Alega-se que a Defesa deve falar por último. Depende. Se a prova é produzida
pela Defesa, é a Acusação que fala por derradeiro. E vice-versa. A nosso ver,
quando o Promotor recorre, após as contrarrazões da Defesa, não deveria o
Procurador de Justiça, ao opinar sobre o processo, manifestar-se quanto ao
mérito, e sim sobre o aspecto formal e regularidade do feito. Do contrário estaria,
em última análise, o Ministério Público falando duas vezes... E nem sempre se
manifesta com aquela imparcialidade que é própria do fiscal da lei...

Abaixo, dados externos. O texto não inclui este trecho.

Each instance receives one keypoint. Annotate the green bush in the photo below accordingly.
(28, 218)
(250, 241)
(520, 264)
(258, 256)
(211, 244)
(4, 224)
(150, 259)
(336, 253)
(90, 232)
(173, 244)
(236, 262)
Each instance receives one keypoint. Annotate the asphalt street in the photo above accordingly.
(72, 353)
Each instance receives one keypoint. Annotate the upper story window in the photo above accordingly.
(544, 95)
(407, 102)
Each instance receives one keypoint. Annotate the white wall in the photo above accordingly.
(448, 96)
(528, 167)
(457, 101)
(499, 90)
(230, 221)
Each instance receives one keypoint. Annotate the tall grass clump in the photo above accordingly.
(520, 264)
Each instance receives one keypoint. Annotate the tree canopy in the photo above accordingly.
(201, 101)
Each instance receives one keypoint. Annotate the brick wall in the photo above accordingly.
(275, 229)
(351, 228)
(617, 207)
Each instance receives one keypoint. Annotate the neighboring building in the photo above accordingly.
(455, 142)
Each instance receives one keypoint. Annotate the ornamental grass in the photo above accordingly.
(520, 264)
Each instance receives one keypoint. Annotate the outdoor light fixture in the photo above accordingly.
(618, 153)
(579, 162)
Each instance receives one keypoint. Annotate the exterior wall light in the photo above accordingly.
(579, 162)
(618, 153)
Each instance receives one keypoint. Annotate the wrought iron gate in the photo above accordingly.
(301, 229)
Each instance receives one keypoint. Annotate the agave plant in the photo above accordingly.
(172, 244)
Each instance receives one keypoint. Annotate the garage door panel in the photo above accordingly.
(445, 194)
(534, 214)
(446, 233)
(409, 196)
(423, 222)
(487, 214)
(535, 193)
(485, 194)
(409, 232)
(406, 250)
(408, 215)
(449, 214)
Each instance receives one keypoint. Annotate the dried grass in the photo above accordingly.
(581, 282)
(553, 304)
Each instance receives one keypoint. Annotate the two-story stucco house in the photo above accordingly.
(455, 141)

Canotilho, após analisar o sentido constitucional do princípio do contraditório,
conclui implicar ele, em particular, o direito de o réu intervir no processo e
se pronunciar e contraditar todos os testemunhos, depoimentos ou outros
elementos de prova ou argumentos jurídicos trazidos ao processo, o que impõe
designadamente que ele seja o último a intervir no processo, (Canotilho e
Vital Moreira, Constituição da República
Portuguesa anotada. Coimbra, Coimbra Ed., 2003, p. 206).
E no inquérito haverá
contraditório?
Não obstante a Magna Carta
disponha no art. 5º, LV, que “Aos litigantes, em processo judicial ou
administrativo, e aos acusados em geral são assegurados o contraditório e ampla
defesa, com os meios e recursos a ela inerentes”, o certo é que a expressão “processo
administrativo” não se refere à fase do inquérito policial, e sim ao processo
instaurado pela Administração Pública para apuração de ilícitos administrativos
ou quando se tratar de procedimentos administrativos fiscais, mesmo porque,
nesses casos, haverá a possibilidade da aplicação de uma sanção: punição administrativa,
decretação de perdimento de bens, multas por infração de trânsito, p. ex. Em
face da possibilidade da inflição de uma “pena”, é natural deva haver o
contraditório e a ampla defesa, porquanto não seria justo a punição de alguém
sem o direito de defesa.
Já em se tratando de
inquérito policial, não nos parece que a Constituição se tenha referido ao ele,
até porque, de acordo com o nosso ordenamento, nenhuma pena pode ser imposta ao
indiciado. Ademais, o texto da Lei Maior fala em “litigantes”, na fase da investigação
preparatória não há litigantes... É verdade que o indiciado pode ser privado da
sua liberdade nos casos de flagrante, prisão temporária ou preventiva. Mas,
para esses casos, sempre se admitiu o emprego do remédio heroico do habeas corpus. Nesse sentido, e apenas
nesse sentido, é que se pode dizer que a ampla defesa abrange o indiciado. O que
não se concebe é q permissão do contraditório naquela fase informativa que
antecede à instauração do processo criminal, pois não há ali nenhuma acusação. Não
havendo, não se pode invocar o princípio da par
conditio – igualdade de armas. Todos sabemos que não se admite um decreto
condenatório respaldado, exclusivamente, nas provas apuradas na etapa
pré-processual. A Autoridade Policial não acusa; investiga. E investigação
contraditória é um não-senso. Se assim é, parece-nos não ter sentido estender o
instituto do contraditório ao inquérito, em que não há acusação. Quanto à ampla
defesa, tem o indiciado direito ao habeas
corpus sempre que sofrer ou se achar ameaçado de sofrer violência ou coação
na sua liberdade de locomoção. Malgrado essas observações, o Estatuto da
Advocacia confere ao Advogado o direito de examinar em qualquer repartição
policial, mesmo sem procuração, autos de flagrante ou de inquérito, findos ou
em andamento, ainda que conclusos à autoridade, podendo copiar peças e tomar
apontamentos. Mas entre essa conduta e o direito ao contraditório há cem léguas
de distância.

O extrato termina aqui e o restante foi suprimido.